“Was not their mistake once more bred of the life of slavery that they had been living?—a life which was always looking upon everything, except mankind, animate and inanimate—‘nature,’ as people used to call it—as one thing, and mankind as another, it was natural to people thinking in this way, that they should try to make ‘nature’ their slave, since they thought ‘nature’ was something outside them” — William Morris


Monday, October 4, 2010

Object-Oriented Buddhism 15—The Five Heaps

Okay, let's go back to atomism...Even that level of Buddhism is quite advanced. The atoms we're talking about are already phenomenological in some sense.

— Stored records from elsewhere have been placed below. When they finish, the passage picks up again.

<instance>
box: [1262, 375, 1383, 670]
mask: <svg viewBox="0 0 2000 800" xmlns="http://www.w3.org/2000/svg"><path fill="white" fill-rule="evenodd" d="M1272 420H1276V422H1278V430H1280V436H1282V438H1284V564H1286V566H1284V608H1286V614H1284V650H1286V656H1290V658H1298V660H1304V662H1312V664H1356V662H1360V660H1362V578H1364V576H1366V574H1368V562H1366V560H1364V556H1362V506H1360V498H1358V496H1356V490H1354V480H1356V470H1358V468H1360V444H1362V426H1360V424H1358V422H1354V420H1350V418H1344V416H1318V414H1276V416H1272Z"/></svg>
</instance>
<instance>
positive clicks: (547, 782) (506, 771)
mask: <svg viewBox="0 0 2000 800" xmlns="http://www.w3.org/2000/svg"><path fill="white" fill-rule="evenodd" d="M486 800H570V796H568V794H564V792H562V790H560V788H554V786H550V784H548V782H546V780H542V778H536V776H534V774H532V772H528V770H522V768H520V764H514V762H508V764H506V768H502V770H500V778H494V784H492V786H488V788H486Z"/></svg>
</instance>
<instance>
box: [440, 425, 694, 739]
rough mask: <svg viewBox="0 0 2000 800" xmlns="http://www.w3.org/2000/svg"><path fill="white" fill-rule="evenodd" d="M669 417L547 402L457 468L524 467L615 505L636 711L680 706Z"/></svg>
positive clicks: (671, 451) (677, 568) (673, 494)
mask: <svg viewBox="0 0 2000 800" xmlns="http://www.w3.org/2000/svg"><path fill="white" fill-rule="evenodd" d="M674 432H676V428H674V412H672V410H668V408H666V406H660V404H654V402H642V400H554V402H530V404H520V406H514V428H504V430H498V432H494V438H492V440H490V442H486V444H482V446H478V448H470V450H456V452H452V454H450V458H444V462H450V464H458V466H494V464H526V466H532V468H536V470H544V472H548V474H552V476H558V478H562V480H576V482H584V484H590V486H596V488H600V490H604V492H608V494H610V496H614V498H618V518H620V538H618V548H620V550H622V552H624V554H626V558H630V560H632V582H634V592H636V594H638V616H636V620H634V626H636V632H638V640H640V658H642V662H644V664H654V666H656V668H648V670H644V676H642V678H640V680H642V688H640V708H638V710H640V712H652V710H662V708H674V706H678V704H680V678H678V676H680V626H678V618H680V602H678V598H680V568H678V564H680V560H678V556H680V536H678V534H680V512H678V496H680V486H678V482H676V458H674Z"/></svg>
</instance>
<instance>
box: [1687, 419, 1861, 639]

Early Buddhism (Theravadin) describes the “self” as a composite of five “heaps”—rather wonderfully rudely (the five “skandhas”). These heaps are basically collections of objects. We have form—the physical body. Feeling—the nervous system, subtle body (whatever you want to call it). Perception—eyes, ears, hearing etc. Formation—concepts. Consciousness. Clearly all “sentient” beings have these.

Later Buddhism ascribes these skandhas to ALL objects.

What Buddhism calls “ego” is what Heidegger and Graham Harman call Vorhandenheit or “presence-at-hand.” All objects treat themselves and all other objects as present-at-hand, retroactively positing them as this or that. A rock grazes another rock. Rock 2 becomes “that rock grazed by rock 1.”

Presence-at-hand is a kind of caricature.

This is precisely what happens with the skandhas. Consciousness looks at them and goes “Hey—that's me.” This “Hey—that's me” then becomes an object in the fourth skandha (conceptual formations). Sooner or later you are taking your world very personally.

Buddhism holds that ego is a caricature in precisely this way.

It also holds that it's possible to think of and imagine a reality beyond ego. This is what Graham calls the “zero-person” view.

Why is this possible? Because the caricature does not truly exist.